- Dr Caroline Dingle Senior Lecturer, School of Biological Sciences, HKU
Cities are increasingly working to support native biodiversity in the built environment. The reasons range from protecting and restoring regional ecosystems to the benefits of access to nature for urban residents. In this working group, we explored how the goals and reasons for promoting urban diversity vary across the landscapes and cultures of the Pacific Rim. What should we be attempting to achieve, and where and how? What are the limiting factors? Through what frameworks or standards might we guide decisions about the goals we set in different landscape contexts? What are the key factors that limit our ability to reduce ecological harm from cities, and is it even conceivable that cities can contribute to regional biodiversity rather than diminishing it?

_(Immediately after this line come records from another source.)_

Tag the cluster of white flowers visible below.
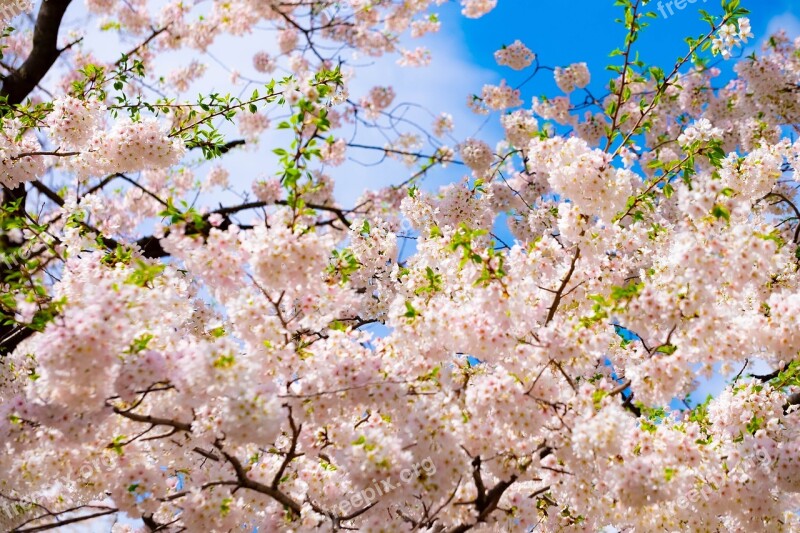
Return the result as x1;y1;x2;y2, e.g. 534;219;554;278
500;109;539;149
45;96;105;149
711;17;753;59
678;118;722;147
494;39;536;70
253;52;277;74
459;139;494;174
554;63;591;94
0;120;45;189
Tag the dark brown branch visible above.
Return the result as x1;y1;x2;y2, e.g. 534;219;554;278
215;442;302;517
0;0;71;105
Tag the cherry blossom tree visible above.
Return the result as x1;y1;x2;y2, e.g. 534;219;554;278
0;0;800;533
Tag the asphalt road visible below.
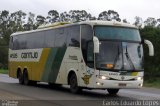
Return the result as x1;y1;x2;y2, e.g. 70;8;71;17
0;74;160;106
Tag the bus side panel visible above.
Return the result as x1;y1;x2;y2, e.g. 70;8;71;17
41;47;66;83
31;48;51;81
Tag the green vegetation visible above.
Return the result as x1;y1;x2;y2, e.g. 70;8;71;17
0;69;8;74
0;10;160;88
144;78;160;88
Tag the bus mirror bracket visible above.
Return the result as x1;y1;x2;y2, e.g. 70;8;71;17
93;36;100;53
144;39;154;56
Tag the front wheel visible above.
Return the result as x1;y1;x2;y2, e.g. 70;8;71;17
23;70;30;85
69;74;81;93
107;89;119;95
18;71;24;84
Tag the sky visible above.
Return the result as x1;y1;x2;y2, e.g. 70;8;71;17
0;0;160;23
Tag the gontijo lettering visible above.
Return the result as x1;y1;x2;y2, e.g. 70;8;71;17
21;52;38;59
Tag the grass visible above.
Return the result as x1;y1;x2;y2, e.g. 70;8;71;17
144;78;160;88
0;69;160;89
0;69;8;74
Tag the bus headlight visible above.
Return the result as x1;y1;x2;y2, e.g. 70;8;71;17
136;77;143;81
99;75;109;80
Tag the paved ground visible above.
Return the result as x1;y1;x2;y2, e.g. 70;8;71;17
0;74;160;106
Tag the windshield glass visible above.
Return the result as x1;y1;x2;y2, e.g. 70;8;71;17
94;26;141;42
96;41;143;71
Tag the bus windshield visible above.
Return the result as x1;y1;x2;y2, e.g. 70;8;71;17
94;26;143;71
94;26;141;42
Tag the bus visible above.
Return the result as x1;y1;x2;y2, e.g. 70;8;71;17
9;20;154;94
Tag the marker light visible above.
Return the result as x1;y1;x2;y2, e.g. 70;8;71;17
99;75;109;80
136;77;143;80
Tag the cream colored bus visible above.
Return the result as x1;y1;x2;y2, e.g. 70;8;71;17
9;21;154;94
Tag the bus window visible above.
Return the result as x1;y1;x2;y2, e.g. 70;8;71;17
67;26;80;47
45;29;56;47
55;28;67;47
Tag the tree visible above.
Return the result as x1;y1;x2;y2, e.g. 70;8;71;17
122;19;129;23
133;16;143;28
47;10;60;23
144;17;157;27
36;15;46;27
23;12;37;31
98;10;121;22
60;12;71;22
157;18;160;28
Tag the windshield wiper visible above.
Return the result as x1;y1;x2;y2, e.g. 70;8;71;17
113;45;123;69
125;45;135;70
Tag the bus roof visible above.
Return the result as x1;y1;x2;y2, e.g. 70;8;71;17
11;20;138;36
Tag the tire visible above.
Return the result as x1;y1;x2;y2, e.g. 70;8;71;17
48;82;62;88
107;89;119;95
23;70;30;85
17;71;24;84
69;73;82;93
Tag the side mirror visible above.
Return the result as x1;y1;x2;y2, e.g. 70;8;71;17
93;36;99;53
144;40;154;56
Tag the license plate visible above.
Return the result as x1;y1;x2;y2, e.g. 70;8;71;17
118;83;127;87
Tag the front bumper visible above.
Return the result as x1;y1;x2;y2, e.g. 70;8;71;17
94;79;143;89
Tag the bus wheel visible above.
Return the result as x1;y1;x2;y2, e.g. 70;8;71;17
107;89;119;95
23;70;29;85
69;73;81;93
17;71;24;84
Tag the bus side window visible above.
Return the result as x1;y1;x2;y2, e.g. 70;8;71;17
87;42;94;68
9;36;13;49
67;26;80;47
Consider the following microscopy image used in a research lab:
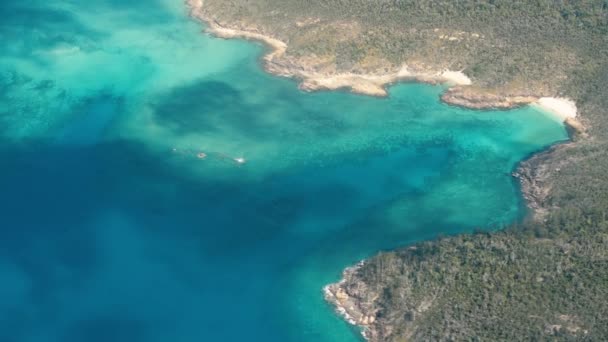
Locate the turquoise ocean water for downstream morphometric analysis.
[0,0,567,342]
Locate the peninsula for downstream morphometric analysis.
[188,0,608,341]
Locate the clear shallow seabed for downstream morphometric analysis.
[0,0,567,342]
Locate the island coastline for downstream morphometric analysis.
[186,0,586,134]
[186,0,587,341]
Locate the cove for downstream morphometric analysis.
[0,0,567,342]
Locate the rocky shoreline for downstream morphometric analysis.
[186,0,585,134]
[186,0,585,342]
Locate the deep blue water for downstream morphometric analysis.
[0,0,567,342]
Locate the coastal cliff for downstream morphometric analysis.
[189,0,608,341]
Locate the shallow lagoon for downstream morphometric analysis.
[0,0,567,342]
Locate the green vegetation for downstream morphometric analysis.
[205,0,608,341]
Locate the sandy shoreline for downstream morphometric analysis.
[186,0,585,340]
[186,0,584,133]
[186,0,472,97]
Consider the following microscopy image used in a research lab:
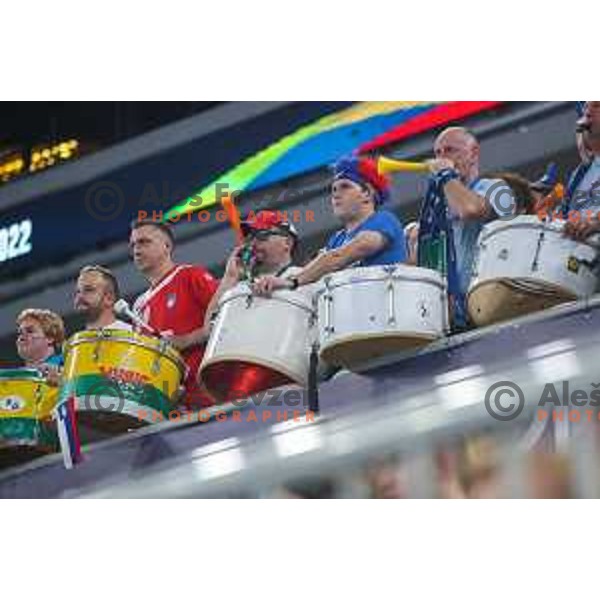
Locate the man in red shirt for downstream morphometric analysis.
[130,221,219,408]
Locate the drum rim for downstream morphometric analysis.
[467,277,579,302]
[64,332,187,379]
[219,288,315,315]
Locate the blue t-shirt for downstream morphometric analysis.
[326,210,406,267]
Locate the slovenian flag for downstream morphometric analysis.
[55,398,81,469]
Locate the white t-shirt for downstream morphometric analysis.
[450,179,517,293]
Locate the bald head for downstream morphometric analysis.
[433,127,479,182]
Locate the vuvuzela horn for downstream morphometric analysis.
[377,156,429,175]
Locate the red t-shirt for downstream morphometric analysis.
[134,265,219,408]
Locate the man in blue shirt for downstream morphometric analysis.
[254,157,406,296]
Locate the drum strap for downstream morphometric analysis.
[418,177,468,328]
[275,261,294,277]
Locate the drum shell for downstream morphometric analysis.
[469,216,598,325]
[200,284,317,400]
[317,265,448,369]
[0,369,58,466]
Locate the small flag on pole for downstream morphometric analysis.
[54,398,82,470]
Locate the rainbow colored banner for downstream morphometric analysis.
[165,101,503,219]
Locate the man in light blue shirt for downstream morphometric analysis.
[419,127,517,327]
[254,157,406,296]
[565,100,600,240]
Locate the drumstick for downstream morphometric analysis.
[221,196,244,246]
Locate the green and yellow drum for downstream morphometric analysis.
[60,330,186,442]
[0,369,59,467]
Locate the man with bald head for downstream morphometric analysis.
[418,127,516,329]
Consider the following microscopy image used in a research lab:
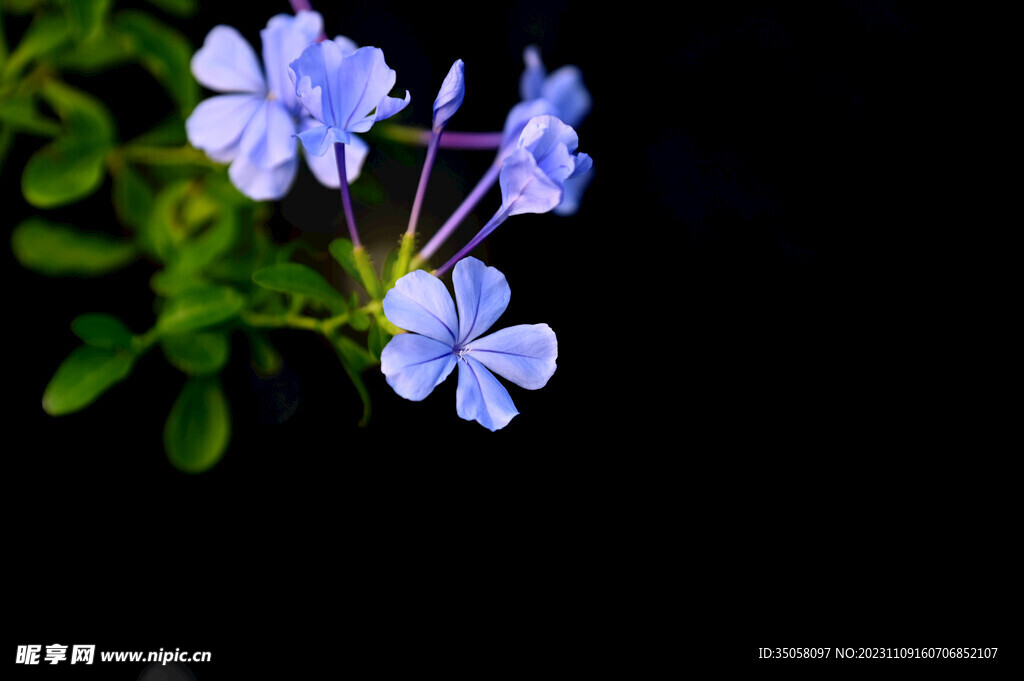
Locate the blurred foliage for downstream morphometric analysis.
[0,0,412,473]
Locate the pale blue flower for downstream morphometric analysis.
[433,59,466,132]
[185,11,368,201]
[288,41,410,156]
[498,116,593,215]
[428,116,594,276]
[519,45,591,128]
[381,257,558,431]
[502,45,592,215]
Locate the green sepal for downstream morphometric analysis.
[160,331,230,376]
[328,237,380,298]
[157,286,246,336]
[253,262,348,314]
[71,313,132,350]
[43,345,135,416]
[384,232,416,289]
[367,316,392,361]
[164,377,231,473]
[10,217,138,276]
[348,291,370,331]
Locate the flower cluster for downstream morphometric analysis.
[186,10,593,430]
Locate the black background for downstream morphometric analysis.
[2,0,1014,679]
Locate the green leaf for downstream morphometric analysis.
[164,378,231,473]
[150,0,199,16]
[253,262,348,314]
[174,202,239,272]
[50,25,137,75]
[22,137,106,208]
[71,313,132,350]
[114,9,199,116]
[3,13,71,80]
[60,0,111,41]
[157,286,246,336]
[139,180,193,262]
[160,331,230,376]
[0,121,14,172]
[111,164,156,229]
[0,98,63,137]
[22,81,114,208]
[10,217,138,276]
[43,345,135,416]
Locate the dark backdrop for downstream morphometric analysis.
[3,1,1007,679]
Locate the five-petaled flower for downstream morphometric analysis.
[288,41,410,156]
[381,257,558,431]
[185,11,368,201]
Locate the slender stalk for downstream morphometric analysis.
[406,128,443,237]
[433,206,511,276]
[334,142,362,248]
[374,123,502,150]
[413,161,502,264]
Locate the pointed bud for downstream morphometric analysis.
[434,59,466,132]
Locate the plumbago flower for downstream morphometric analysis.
[288,41,410,157]
[505,45,593,215]
[519,45,591,127]
[498,116,594,215]
[381,258,558,431]
[435,116,594,276]
[185,11,368,201]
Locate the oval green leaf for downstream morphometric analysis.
[157,286,246,336]
[160,331,230,376]
[10,217,138,276]
[253,262,348,314]
[43,345,135,416]
[22,137,106,208]
[71,313,132,350]
[164,378,231,473]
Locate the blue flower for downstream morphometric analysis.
[433,59,466,132]
[501,45,592,215]
[185,11,368,201]
[498,116,593,215]
[381,258,558,431]
[519,45,591,127]
[288,41,410,156]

The context: traditional regulatory drivers and research emphasize protected species, sensitive ecosystems, and more natural environments, while urban biodiversity initiatives that focus on novel ecosystem types are advancing with limited scientific basis or best practice frameworks. Often under the umbrellas of sustainability planning, infrastructure upgrades, or architecture and urban design, decision makers are tackling challenges that include understanding urban biodiversity patterns and processes; enhancing designed landscapes from site to regional scales; increasing equitable access to nature and native biodiversity; balancing increased density and connections with nature; and applying emerging design paradigms like biophilia and biomimicry. This working group attempted to bridge ecological sciences, urban design and planning, and social sciences to explore emerging challenges facing researchers, practitioners and decision makers.